Apana ist ein afghanisches Mädchen, das seine Familie verlor und zuletzt Schutz in einem us-amerikanischen Militärcamp findet. Dort hört sie Musik, die Goldberg-Variationen von Bach, Musik, die ihr wie Stimmen aus dem Himmel erscheinen. Tom, ein Seals-Soldat, nimmt sich ihrer an, ist aber genau dann nicht im Camp, als dieses von Taliban beschossen und das Mädchen verschleppt wird. Tom fühlt sich schuldig, eh schon mit viel Blut an seinen Händen und versehrt durch den Tod seiner kleinen Tochter. Während der Soldat Tom auf der einen Seite der Erde im Kampf gegen den Terror wütet, stirbt seine kleine Tochter in den Armen ihrer Mutter an den Folgen des Terrors. Und die Geschichte Jabbars, eines pakistanischen Jungen. Er ist eigentlich Christ, versteckt sich hinter einem muslimischen Namen und lebt zusammen mit seiner Mutter in der Nachbarschaft jenes Scheichs, der in Abbottabad hinter hohen Mauern zum grossen, finalen Schlag gegen die Ungläubigen ausholt. Nach «Geronimo», jener Nacht, die Jabbars Leben urplötzlich in den Brennpunkt lebensgefährlicher Interessen versetzt, verweben und verbrennen sich die vier in der Glut «Geronimos».

Leon de Winter mischt sich ein, hält sich nicht zurück in seinen Ansichten darüber, was die westliche Welt tun müsste, um zu verstehen und die östliche, um sich wirklich zu öffnen, nicht für den Westen, aber für die wirklichen Bedürfnisse des Menschen. Vielleicht auch das ein Grund, warum der Autor nicht nur antisemitischen Angriffen des Publizisten und Satirikers Theo van Goghs ausgesetzt war, sondern weil er sich nicht scheut, einen Dialog kontrovers anzuheizen. Gerade als Zeichen persönlicher Freiheit. Im Tagesanzeiger Magazin Nr. 39 schrieb Leon de Winter unter dem Titel Die Israelisierung Europas: «Im Weltbild des Islamisten gibt es immer einen Gegner, einen Widersacher, einen Feind, der besiegt werden muss; ein Kalifat kann nicht anders, als die Herrschaft über alle Muslime anzustreben und wird prinzipiell versuchen, die ganze Welt unterwerfen.»

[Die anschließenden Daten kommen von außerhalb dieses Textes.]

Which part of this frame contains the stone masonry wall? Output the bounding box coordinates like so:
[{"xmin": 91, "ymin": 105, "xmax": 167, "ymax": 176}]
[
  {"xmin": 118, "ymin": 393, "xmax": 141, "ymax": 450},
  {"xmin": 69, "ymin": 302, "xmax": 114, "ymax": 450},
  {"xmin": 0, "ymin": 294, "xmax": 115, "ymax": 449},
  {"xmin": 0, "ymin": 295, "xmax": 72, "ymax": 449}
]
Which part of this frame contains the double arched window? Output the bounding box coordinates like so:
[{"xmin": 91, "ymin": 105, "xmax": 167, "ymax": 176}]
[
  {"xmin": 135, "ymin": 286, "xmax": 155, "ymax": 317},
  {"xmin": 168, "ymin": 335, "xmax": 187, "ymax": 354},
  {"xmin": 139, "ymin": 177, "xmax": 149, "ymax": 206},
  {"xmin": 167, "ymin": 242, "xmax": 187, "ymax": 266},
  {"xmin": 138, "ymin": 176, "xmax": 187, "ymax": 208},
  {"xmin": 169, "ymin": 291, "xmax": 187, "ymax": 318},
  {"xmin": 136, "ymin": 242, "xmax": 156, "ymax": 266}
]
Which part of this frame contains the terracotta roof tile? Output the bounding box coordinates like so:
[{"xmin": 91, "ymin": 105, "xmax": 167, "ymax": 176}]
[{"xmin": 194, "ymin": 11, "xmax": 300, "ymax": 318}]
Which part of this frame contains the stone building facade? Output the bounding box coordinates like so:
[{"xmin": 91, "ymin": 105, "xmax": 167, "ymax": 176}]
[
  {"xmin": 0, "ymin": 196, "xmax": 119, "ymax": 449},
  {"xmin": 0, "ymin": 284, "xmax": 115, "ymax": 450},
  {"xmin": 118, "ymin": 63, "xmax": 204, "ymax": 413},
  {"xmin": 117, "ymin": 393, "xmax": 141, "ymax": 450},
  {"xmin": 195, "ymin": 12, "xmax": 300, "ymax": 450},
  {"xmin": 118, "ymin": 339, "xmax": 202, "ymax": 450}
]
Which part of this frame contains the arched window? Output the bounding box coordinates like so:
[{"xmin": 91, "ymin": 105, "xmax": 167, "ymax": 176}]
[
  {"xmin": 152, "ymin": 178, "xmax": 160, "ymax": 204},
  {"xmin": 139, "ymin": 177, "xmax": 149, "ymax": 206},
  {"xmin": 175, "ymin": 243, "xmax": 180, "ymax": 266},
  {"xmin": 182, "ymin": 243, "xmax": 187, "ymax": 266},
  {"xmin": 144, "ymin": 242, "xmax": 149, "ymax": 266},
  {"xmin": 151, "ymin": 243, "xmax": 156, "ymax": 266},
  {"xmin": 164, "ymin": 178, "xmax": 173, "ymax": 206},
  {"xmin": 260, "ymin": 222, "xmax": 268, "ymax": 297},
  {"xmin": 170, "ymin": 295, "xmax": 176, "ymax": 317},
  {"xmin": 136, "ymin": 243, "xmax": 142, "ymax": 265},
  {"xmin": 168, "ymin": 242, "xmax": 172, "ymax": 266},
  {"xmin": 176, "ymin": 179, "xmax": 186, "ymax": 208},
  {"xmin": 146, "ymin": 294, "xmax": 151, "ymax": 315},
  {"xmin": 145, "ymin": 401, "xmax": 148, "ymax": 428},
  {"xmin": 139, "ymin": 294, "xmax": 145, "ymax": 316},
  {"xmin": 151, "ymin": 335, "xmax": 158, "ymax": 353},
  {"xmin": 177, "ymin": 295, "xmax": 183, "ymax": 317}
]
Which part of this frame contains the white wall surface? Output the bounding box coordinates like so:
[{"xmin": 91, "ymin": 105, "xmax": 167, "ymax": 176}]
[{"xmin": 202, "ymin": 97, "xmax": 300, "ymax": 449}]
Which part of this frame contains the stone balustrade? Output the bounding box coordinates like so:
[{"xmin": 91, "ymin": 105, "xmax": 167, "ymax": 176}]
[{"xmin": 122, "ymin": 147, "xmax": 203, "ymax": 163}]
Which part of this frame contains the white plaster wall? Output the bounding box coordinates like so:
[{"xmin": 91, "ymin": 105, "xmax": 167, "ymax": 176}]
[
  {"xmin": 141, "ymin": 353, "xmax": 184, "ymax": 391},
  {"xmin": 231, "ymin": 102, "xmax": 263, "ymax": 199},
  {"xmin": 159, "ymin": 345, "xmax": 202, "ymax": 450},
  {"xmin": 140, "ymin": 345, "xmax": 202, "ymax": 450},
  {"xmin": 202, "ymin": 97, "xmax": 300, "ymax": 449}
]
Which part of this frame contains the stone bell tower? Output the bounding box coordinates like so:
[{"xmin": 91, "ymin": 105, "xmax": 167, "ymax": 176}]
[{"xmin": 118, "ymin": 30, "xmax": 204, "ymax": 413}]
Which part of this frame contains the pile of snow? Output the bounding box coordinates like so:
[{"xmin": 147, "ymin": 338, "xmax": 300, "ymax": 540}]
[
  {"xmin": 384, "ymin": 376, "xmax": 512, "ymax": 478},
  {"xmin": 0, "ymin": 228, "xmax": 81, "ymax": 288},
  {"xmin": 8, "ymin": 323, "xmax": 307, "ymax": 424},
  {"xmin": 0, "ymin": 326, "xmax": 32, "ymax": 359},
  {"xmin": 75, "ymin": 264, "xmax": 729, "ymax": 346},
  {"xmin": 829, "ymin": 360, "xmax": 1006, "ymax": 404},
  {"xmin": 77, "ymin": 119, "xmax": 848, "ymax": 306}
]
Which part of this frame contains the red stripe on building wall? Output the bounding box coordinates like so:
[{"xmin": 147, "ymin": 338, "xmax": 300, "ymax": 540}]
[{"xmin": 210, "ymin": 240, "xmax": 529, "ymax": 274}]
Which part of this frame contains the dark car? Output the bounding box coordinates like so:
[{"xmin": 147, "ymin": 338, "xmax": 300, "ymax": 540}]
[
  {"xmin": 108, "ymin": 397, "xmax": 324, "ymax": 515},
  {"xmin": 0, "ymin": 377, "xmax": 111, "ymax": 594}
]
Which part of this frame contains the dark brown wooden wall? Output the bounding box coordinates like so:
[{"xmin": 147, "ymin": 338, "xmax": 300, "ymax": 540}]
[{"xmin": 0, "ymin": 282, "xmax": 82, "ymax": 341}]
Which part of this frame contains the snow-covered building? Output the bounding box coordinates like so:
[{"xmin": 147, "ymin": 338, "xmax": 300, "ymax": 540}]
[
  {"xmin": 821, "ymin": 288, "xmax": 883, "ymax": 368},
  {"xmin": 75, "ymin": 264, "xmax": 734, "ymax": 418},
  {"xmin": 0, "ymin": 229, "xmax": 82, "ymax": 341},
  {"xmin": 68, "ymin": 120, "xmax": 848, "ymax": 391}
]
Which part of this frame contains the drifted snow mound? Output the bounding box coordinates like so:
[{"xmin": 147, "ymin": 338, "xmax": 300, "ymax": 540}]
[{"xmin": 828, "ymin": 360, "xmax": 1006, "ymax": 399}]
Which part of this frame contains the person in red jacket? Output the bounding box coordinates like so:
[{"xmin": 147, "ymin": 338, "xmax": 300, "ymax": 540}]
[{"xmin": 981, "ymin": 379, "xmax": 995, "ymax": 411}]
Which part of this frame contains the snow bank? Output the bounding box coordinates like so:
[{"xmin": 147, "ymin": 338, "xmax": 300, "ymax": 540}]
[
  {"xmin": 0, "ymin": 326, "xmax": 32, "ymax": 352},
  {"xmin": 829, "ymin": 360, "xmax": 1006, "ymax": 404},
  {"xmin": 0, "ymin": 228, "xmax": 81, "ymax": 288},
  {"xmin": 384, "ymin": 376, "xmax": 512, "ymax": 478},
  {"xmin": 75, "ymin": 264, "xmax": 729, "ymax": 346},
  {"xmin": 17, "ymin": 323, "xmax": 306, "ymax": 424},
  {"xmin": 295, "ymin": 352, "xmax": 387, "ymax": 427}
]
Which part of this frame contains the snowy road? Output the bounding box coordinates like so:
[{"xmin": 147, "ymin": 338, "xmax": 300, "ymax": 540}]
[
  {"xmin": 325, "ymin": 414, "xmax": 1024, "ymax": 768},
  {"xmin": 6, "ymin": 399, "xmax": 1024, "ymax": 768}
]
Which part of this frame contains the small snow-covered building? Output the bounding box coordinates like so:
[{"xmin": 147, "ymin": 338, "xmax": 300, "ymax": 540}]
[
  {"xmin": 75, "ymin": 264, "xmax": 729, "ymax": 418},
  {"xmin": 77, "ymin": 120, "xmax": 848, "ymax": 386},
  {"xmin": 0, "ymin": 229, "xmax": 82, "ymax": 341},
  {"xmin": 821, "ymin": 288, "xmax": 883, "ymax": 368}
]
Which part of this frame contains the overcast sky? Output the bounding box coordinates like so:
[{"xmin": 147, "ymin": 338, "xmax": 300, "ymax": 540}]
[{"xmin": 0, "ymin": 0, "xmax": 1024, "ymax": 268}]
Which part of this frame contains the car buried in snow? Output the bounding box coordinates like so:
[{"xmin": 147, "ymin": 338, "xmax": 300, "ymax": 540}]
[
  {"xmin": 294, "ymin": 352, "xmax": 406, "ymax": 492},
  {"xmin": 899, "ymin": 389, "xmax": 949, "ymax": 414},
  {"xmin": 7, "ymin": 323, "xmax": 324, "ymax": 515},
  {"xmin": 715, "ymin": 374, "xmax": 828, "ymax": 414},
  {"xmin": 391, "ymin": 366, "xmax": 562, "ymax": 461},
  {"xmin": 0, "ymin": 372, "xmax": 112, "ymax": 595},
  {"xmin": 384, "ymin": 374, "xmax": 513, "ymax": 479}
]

Nederland, Bloemendaal, 06-06-2002 Schrijver Leon de Winter. Foto Marco Okhuizen / HH (Bildtechnik: sRGB, 11.62 MByte vorhanden)
Leon de Winter.
Foto Marco Okhuizen

Leon de Winter, geboren 1954 in ’s-Hertogenbosch als Sohn niederländischer Juden, begann als Teenager, nach dem Tod seines Vaters, zu schreiben. Er arbeitet seit 1976 als freier Schriftsteller und Filmemacher in Holland und den USA. Seine Romane erzielen nicht nur in den Niederlanden überwältigende Erfolge; einige wurden für Kino und Fernsehen verfilmt, so «Der Himmel von Hollywood» unter der Regie von Sönke Wortmann. Der Roman «SuperTex» wurde verfilmt von Jan Schütte. 2002 erhielt de Winter den Welt-Literaturpreis für sein Gesamtwerk, und 2006 wurde er mit der Buber-Rosenzweig-Medaille ausgezeichnet. Leon de Winter ist verheiratet mit der Schriftstellerin Jessica Durlacher.

Leon de Winter dreht momentan die TV-Serie «Brüssel», das Pendant zum us-amerikanischen «House of Cards».